Categories: Cakes/Cupcakes, Fruit
When I started my food blog almost 4 years ago, I never expected that I would make so many friends through this. While I’ve only met a handful of bloggers in real life, I consider so many of them to be dear friends of mine. When my friend, Amy of Sing For Your Supper announced that she was pregnant, I smiled and felt like I needed to run to Texas and give her a huge congratulatory hug. I know that sounds absolutely crazy, but I just feel like my friendships online are just as real as the ones I have face-to-face. I was absolutely flattered when Kelsey of Apple A Day asked me to contribute to Amy’s (all sweets) virtual baby shower! I knew that my contribution had to be pink, since Amy is expecting a little girl, so I decided to make cupcakes with a (super pink) strawberry swiss meringue buttercream!

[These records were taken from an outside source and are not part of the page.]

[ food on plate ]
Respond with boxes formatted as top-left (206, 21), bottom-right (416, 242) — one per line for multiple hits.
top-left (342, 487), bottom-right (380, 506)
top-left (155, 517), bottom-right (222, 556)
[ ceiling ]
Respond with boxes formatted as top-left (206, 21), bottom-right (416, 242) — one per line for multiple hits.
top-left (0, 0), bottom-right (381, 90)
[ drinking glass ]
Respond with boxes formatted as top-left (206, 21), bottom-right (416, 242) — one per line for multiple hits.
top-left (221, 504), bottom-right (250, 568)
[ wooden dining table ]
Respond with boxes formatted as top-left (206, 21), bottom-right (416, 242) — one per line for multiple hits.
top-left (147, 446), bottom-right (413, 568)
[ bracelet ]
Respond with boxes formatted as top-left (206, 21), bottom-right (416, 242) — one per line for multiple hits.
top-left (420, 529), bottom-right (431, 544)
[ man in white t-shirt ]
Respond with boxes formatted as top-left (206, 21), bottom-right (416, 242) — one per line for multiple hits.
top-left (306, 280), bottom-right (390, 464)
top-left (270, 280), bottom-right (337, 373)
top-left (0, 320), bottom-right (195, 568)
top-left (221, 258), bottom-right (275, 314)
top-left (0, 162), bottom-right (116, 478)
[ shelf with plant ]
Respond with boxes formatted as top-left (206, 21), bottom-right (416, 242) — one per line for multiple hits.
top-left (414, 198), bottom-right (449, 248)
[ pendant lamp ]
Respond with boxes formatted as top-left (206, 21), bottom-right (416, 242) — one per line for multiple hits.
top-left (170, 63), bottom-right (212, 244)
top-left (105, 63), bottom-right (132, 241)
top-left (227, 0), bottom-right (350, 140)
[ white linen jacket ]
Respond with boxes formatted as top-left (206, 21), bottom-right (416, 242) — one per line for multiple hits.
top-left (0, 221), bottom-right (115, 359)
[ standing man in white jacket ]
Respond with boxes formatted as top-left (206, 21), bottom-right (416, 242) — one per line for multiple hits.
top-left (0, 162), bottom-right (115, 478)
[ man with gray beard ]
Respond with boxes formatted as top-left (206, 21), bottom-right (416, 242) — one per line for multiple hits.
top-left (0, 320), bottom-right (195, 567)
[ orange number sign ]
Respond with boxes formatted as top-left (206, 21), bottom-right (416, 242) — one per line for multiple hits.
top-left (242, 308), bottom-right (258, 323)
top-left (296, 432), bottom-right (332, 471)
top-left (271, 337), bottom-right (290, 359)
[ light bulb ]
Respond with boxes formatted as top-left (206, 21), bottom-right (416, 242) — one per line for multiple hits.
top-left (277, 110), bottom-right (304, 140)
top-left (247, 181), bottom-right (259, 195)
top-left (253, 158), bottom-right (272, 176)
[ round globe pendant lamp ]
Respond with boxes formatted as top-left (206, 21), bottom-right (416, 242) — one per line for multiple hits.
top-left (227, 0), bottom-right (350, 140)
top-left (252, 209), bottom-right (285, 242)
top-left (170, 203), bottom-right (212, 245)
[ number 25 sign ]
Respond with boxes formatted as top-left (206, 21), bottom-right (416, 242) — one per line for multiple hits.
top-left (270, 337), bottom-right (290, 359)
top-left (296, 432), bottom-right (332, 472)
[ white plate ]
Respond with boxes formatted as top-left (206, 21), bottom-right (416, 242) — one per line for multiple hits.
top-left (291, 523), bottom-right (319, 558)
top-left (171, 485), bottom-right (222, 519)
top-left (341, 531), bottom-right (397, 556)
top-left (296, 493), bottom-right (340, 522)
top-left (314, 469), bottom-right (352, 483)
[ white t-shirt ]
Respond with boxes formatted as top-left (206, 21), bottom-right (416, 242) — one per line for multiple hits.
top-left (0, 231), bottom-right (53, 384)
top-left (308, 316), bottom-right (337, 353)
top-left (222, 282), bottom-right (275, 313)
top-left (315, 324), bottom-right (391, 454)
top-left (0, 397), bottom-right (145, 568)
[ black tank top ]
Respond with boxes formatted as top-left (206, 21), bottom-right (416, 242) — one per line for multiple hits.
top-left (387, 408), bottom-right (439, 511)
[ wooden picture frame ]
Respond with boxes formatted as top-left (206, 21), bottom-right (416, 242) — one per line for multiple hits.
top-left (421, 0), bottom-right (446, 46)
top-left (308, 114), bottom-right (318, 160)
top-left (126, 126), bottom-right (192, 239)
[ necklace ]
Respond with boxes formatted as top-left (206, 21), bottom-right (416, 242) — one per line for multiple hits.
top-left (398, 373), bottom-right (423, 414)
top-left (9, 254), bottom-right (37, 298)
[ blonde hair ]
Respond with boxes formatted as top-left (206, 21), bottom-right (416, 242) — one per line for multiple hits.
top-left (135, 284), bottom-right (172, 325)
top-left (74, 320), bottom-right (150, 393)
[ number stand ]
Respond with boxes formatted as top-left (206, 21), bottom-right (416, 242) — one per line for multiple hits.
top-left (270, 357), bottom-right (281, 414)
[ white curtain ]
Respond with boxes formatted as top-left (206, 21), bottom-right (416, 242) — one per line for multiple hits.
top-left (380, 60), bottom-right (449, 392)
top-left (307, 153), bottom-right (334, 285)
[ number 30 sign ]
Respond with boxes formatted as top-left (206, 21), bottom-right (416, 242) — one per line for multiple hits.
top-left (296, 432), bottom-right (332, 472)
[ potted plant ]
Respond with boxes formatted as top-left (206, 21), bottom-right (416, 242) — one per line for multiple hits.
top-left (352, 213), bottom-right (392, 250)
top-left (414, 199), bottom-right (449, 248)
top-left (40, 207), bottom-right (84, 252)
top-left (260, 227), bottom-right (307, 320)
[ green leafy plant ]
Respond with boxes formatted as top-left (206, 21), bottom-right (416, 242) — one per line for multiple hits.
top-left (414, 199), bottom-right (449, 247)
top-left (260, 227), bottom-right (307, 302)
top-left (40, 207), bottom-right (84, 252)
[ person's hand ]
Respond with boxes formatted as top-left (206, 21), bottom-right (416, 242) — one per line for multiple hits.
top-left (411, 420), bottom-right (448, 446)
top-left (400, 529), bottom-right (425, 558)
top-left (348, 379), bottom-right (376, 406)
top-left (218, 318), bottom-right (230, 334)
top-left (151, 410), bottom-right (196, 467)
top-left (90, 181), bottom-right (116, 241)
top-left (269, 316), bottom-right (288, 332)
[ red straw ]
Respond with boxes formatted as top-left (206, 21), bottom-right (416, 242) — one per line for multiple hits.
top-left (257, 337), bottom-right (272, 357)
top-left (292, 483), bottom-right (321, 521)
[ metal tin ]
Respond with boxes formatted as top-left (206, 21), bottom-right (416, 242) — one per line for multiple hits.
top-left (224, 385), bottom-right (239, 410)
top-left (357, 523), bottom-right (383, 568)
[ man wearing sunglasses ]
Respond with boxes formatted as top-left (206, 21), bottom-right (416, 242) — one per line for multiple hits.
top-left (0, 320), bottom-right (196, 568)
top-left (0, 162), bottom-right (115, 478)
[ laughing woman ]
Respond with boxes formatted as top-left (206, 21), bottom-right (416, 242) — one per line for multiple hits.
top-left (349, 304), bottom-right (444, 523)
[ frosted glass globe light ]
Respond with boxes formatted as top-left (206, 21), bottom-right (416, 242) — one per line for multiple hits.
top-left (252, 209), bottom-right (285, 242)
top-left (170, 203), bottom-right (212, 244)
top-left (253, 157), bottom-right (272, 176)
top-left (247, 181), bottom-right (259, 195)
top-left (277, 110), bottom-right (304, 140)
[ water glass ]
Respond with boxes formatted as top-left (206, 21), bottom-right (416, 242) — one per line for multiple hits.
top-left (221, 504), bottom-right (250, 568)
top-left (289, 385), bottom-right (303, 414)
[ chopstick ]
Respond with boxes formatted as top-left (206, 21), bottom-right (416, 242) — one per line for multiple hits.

I was actually slightly intimidated here, because this was my first official swiss meringue buttercream. I was armed with online pointers about what to do if everything goes wrong, since sadly, if something can go wrong with a recipe, it usually goes wrong for me.
Much to my surprise, though, the buttercream came together perfectly. I was waiting for the separation, the curdling, the “Oh dangit, I did it again!”, but no. It whipped up beautifully and tasted so so good! As in, I want to make all of my birthday cakes with swiss meringue buttercream from now on. Seriously. If you’ve never made a swiss meringue buttercream (also fondly known as SMBC) before, just try it. If you’re like me, and you’re scared of all of the things that can go wrong, read this awesome blog post by Confessions of a Foodie Bride to be a little more prepared.
As for the cake, this was actually a recipe I’ve made before, which is absolutely fabulous. I think it’s my favorite from-scratch cake recipe to date. The whipped egg whites just make the batter so light and perfect. It’s a good standard cake recipe to try.
If you want to check out what everyone else made for Amy’s baby shower, check out the round-up posts at Kelsey’s blog (the hostess for the baby shower) and Amy’s blog (go congratulate the momma-to-be)!
Strawberry Swiss Meringue Buttercream
Source: Martha Stewart
- 4 large egg whites
- 1 1/4 cups sugar
- 1 1/2 cups (3 sticks) unsalted butter, room temperature, cut into tablespoons
- 1 teaspoon pure vanilla extract
- 1 cup of fresh strawberries, pureed in a food processor (using part of the adaptation mentioned on Martha’s website)
- In the heatproof bowl set over a saucepan of simmering water, combine the egg whites and sugar. Cook, whisking constantly, until sugar has dissolved and mixture is warm to the touch (about 160 degrees).
- Pour the mixture into your stand mixer bowl fitted with the whisk attachment. Beat the egg-white mixture on high speed until it holds stiff (but not dry) peaks. Once it reaches that point and the mixture isn’t cool yet (just feel the sides of the bowl to find out), continue beating on low until the mixture is fluffy and cooled, about 6 minutes.
- Switch to the paddle attachment. With mixer on medium-low speed, add butter several tablespoons at a time, beating a minute or so after each addition of butter. (If frosting appears to separate after all the butter has been added, beat on medium-high speed until smooth again, 3 to 5 minutes more.) Add in vanilla. Beat on lowest speed to eliminate any air bubbles, about 2 minutes. Stir in strawberry puree with a rubber spatula until frosting is smooth. If your frosting isn’t pink enough to your liking, add a touch of pink food coloring.